One question I often hear floating around in regards to YA fiction (and even middle-grade fiction) is “How dark/edgy is *too* dark/edgy?” The problem with this question is that it presumes that there is a “right” answer–a definitive line between what is acceptable in the YA market and what isn’t.
In an interview, someone once asked author Neil Gaiman if he thought his own book Coraline was too scary. I loved his response–I think it’s spot on:
“I hope so. I think a little bit of fear is a wonderful thing. And in ‘Coraline‘ what you’re telling them is that here’s something big and it’s something scary and it’s something that’s worth being a story.” (You can read his entire response here)
Though some people automatically think Sweet Valley High when they think “young adult” (as in, teen girls gossiping about hot football players while they get pedicures), the truth is, dark/edgy fiction for teens has been around for a long, long time.
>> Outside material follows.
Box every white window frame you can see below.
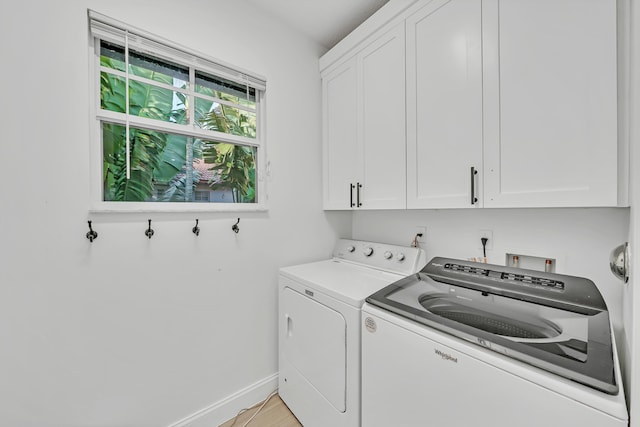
[88,10,270,212]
Go Ask Alice, detailing a teen’s downward spiral into drug addiction, was first published in 1971. S.E. Hinton’s The Outsiders, about gang violence, was first published in 1967. The themes of drugs/sex/violence are not new themes–and the truth is, there *are* teens out there having sex, or struggling with drug addiction, or navigating their way through a world filled with violence and danger. Don’t these teens deserve a “voice” as much as other teens do?
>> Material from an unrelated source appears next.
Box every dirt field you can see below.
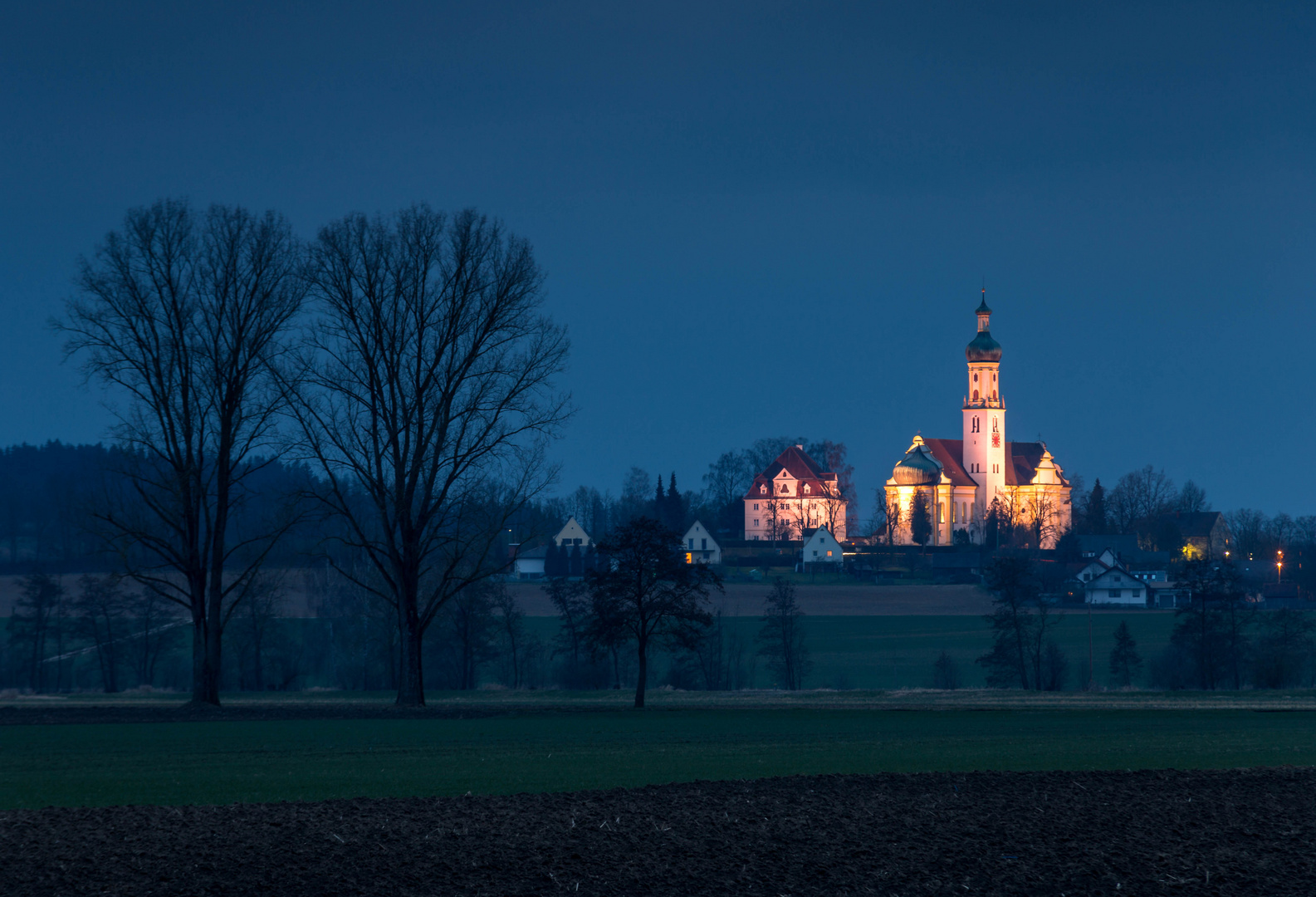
[0,768,1316,897]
This isn’t to say that YA authors should toss in gratuitous dark/edgy elements, just for the sake of having them. They have to be integral, organic elements to the story you’re telling. But sometimes it’s these elements that make “something worth being a story,” to steal Neil Gaiman’s words.
I recently read Laura Weiss’s Such a Pretty Girl, which somehow managed to tackle some very dark/edgy themes (a girl who’d been molested by her own father is faced with his release from prison and return to her life) without being overly graphic or explicit. The same was true of Elizabeth Scott’s Living Dead Girl (though as a warning, many reviewers on Amazon disagree, to the point of believing that the book is far too disturbing for teens). Other edgy YA books are explicit without being gratuitous — John Green’s Looking for Alaska or Courtney Summers’s Cracked Up to Be are both good examples.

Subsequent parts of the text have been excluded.